Asia Pacific Enjoys Highest Global Office Rental Growth in Q3; Silicon Valley Rates Spike 14%

Commercial News » Commercial Real Estate Edition | By Michael Gerrity | November 10, 2011 9:32 AM ET



According to Jones Lang LaSalle's new Global Office Index, prime office rents across 81 global markets increased by a further 1.1 percent during third quarter 2011 despite corporations delaying real estate decisions and facing renewed pressure to drive down costs in the face of economic volatility in Europe and the United States.

Asia Pacific office markets experienced the highest rental growth of 2.5 percent quarter-on-quarter.

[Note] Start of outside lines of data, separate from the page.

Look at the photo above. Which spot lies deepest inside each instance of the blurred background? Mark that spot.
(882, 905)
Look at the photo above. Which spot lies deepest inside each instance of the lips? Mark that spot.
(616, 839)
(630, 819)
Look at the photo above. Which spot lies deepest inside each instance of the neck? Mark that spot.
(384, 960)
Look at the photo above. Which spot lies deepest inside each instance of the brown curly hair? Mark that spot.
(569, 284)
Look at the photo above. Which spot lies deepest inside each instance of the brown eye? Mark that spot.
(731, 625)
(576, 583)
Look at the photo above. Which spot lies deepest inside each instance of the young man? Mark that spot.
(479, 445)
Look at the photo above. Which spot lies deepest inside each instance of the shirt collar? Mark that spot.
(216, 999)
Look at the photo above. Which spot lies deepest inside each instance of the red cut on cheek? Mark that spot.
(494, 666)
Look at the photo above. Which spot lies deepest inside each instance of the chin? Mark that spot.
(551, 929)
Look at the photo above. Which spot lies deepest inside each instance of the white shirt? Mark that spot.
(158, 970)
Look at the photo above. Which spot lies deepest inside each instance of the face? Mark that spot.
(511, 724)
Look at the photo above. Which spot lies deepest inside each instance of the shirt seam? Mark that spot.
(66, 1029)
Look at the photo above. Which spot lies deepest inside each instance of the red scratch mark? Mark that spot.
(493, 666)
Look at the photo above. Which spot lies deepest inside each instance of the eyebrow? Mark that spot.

The Americas followed with an increase of 1.1 percent in Q3.  However, economic concerns in Europe have weighed down on markets and growth has come to a virtual halt in that region, from 2.1 percent in Q2 to 0 percent in Q3.

The firm's new Index shows this was the seventh consecutive quarter that prime rents have risen globally, reflecting an 8.2 percent uplift since the bottom of the market in fourth quarter 2009 and a 5.5 percent increase year-on-year.

Office rents rose further in most markets in Asia Pacific in quarter three, although at a slower rate than previous quarters. Of the 27 featured office markets, 18 saw advances in net effective rents; for the remainder, rents either stabilized or recorded small residual declines.  Aggregate rental growth was largely similar to the previous quarter, with an average quarter-on-quarter increase across the region of 2.5percent, as stronger growth in some Australian cities helped offset weaker behavior in Asia.  In Q2, the quarterly rental uplift averaged 2.4 percent.

Seven out of ten cities in the Global Office Index for quarter three were in Asia Pacific; two were in South America and one the United States.

Dr Jane Murray, Head of Research, Asia Pacific at Jones Lang LaSalle tells the World Property Channel, "The picture across Asia Pacific is diverse, reflecting varying conditions within markets in terms of occupier demand, available stock, landlord expectations and local economic drivers. We expect rents to increase in most markets over the short term, although Hong Kong and Singapore may witness some softening given their greater exposure to global economic conditions, while a few other laggards are also likely to see either no growth or some residual rental declines.  Rental growth of up to 25 percent is predicted across the region for 2012, with the strongest uplifts likely to be seen in markets such as Beijing and Jakarta."

Key findings of Jones Lang LaSalle's Global Office Index include:

  • Real estate markets are diverging, with emerging markets in the BRIC economies demonstrating strong year-on-year performance, with increases in Beijing (+50.6 percent), Moscow (+41.2 percent), Shanghai (+23.7 percent) and Sao Paulo (+20.4 percent).  Other Asia Pacific markets that registered positive growth included Jakarta (+48 percent), Hong Kong (+20.6 percent) and Manila (+20.9 percent).
  • The ongoing strength of the global technology sector meant that Silicon Valley (+60 percent), Bangalore (+19.7 percent) and San Francisco (+17.1 percent) also had positive rental performance.  Equally, demand from the commodities sector supported strong year-on-year growth in Perth (+26.9 percent).

Looking ahead to 2012, Jeremy Kelly, Director in Jones Lang LaSalle's Global Research team and author of the firm's Global Market Perspective which has just been released, commented: "We continue to expect positive rental growth in major prime office markets during 2012.  Most major markets are expected to see at least single-digit growth, with some markets such as Beijing, Tokyo, San Francisco and Toronto having the potential to outperform in 2012."

He added, "Despite signs of a deceleration in office leasing activity across the major international business hubs, the average global office vacancy rate of 13.8 percent is now the lowest in two years. The prime leasing markets in advanced economies are fairly tight and the supply pipeline remains very low. In this context, we believe that markets are well placed to resume their growth pattern once a degree of confidence resumes."